The FDA has approved Fresenius Kabi’s Tyenne (tocilizumab-aazg), its tocilizumab biosimilar referencing Genentech’s Actemra. It was approved to treat patients with several inflammatory and immune diseases, including rheumatoid arthritis, giant cell arteritis, polyarticular juvenile idiopathic arthritis, and systemic juvenile idiopathic arthritis.

The approval is based on analytical similarity and clinical data used to demonstrate similar pharmacokinetic, efficacy, safety, tolerability, and immunogenicity to the reference product, with and without switch from Actema to Tyenne.

Tyenne has launched globally in more than 10 countries. But Fresenius Kabi officials indicated in a press release that the launch date in the United States depends on a patent settlement agreement with Genentech, which is confidential.

It could be a crowded market when Tyenne launches. Although not the first biosimilar approved to reference Actemra, Tyenne is the first to have both IV and subcutaneous options approved by the FDA. In September 2023, the FDA approved Biogen’s IV formulation biosimilar, Tofidence. Tofidence is not yet available on the U.S. market.

Tyenne, Tofidence and Actemra are interleukin-6 (IL-6) receptor antagonists that target specific inflammatory proteins to suppress the immune system.

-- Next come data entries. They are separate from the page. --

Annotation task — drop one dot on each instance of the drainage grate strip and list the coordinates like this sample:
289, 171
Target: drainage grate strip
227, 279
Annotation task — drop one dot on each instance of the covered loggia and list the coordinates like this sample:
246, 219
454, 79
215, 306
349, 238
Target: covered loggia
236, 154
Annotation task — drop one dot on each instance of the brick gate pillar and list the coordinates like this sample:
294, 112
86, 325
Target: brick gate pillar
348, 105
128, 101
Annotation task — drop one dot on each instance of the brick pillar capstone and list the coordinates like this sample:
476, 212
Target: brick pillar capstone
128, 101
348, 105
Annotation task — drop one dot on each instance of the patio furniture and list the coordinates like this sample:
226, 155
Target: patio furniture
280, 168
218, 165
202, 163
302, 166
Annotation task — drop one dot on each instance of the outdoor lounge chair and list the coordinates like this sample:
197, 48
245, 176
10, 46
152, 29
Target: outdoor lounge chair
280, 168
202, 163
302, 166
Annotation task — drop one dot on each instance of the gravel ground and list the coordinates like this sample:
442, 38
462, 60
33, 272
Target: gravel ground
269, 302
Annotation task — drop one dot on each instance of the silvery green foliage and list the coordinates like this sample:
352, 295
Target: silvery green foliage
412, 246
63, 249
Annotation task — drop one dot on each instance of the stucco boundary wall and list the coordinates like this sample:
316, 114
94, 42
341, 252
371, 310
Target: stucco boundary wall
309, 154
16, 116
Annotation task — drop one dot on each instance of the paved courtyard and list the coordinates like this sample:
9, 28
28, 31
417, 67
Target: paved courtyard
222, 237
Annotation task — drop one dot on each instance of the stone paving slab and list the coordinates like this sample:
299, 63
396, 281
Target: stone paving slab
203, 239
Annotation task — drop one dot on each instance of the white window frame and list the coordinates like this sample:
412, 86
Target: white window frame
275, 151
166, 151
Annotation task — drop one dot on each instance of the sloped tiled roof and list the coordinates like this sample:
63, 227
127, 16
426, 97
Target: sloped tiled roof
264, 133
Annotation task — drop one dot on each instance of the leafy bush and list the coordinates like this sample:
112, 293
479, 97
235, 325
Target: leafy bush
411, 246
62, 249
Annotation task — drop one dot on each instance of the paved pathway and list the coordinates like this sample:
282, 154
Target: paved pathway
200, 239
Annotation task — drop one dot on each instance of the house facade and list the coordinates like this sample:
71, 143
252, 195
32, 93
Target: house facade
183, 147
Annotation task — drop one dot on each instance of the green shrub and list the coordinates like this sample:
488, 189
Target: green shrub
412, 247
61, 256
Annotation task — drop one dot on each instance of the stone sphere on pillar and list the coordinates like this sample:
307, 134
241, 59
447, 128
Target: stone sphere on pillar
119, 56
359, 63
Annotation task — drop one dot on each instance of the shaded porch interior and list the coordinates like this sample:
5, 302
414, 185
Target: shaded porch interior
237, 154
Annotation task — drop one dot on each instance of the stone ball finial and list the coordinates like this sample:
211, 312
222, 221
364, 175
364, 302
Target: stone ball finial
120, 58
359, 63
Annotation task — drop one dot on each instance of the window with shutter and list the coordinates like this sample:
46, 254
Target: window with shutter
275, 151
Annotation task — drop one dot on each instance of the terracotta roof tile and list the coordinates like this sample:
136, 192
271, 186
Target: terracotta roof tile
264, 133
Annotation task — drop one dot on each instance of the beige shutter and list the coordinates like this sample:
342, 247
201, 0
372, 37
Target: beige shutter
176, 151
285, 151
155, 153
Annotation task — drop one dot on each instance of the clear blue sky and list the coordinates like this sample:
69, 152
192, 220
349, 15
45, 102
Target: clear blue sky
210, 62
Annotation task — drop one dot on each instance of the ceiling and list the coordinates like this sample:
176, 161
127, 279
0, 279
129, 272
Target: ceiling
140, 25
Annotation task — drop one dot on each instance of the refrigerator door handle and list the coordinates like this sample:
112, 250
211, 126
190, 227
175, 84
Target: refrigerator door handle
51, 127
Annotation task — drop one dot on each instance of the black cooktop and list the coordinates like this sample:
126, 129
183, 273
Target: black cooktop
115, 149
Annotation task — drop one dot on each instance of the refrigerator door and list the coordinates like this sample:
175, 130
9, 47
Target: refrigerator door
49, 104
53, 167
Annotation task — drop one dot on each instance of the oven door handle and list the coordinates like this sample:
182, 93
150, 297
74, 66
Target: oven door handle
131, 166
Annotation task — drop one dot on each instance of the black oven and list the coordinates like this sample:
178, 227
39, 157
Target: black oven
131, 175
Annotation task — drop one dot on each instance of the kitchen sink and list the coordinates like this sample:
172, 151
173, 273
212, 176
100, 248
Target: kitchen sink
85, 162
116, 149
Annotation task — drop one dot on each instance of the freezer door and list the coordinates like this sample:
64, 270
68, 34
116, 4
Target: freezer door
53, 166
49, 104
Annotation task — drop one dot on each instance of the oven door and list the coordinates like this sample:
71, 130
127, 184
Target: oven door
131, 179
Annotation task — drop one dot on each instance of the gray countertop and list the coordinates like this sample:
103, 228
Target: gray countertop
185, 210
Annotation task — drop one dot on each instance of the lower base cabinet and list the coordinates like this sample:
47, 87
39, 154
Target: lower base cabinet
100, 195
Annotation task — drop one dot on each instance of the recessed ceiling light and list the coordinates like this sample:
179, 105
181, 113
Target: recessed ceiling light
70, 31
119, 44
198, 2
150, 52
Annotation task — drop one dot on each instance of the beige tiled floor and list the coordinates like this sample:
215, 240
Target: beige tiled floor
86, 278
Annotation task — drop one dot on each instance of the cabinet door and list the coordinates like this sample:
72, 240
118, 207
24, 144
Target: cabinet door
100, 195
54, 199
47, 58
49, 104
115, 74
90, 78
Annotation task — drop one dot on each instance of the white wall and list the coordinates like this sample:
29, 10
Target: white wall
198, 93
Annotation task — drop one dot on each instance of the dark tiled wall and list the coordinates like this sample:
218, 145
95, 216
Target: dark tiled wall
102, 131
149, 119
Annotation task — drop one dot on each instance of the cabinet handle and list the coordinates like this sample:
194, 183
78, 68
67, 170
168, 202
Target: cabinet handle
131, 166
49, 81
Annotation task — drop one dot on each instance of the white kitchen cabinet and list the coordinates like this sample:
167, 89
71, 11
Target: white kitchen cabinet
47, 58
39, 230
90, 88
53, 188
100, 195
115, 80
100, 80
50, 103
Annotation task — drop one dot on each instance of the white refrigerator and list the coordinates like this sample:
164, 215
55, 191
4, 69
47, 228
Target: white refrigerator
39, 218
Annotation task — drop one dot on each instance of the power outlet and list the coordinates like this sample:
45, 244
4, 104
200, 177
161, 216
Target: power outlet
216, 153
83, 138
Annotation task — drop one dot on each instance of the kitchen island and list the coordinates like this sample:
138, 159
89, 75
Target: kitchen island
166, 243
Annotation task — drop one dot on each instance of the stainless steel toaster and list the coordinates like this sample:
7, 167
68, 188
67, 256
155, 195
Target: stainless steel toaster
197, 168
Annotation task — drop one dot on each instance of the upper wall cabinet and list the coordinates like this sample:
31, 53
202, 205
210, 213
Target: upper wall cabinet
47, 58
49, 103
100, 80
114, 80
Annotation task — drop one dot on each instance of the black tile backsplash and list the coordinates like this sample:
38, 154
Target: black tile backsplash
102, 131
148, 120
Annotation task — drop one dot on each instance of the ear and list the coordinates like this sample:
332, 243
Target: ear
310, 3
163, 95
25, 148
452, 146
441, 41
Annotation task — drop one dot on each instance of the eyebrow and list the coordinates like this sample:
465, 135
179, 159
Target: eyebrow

Related: Celltrion USA Seeks Approval for Actemra Biosimilar

Additionally, in January 2024, Celltrion USA completed its biologic license application to the FDA for CT-P47, its Actemra biosimilar. Celltrion is seeking approval for CT-P47 in both intravenous and subcutaneous formulations.

The average monthly cost of Actemra administered via IV ranges from about $2,308 to $4,616, depending on which dose a person receives, according to a Genentech spokesperson. The average monthly cost of Actemra administered subcutaneously ranges from about $2,478 to $4,956 depending on how frequently a person takes it, the dose varies depending on the person’s weight.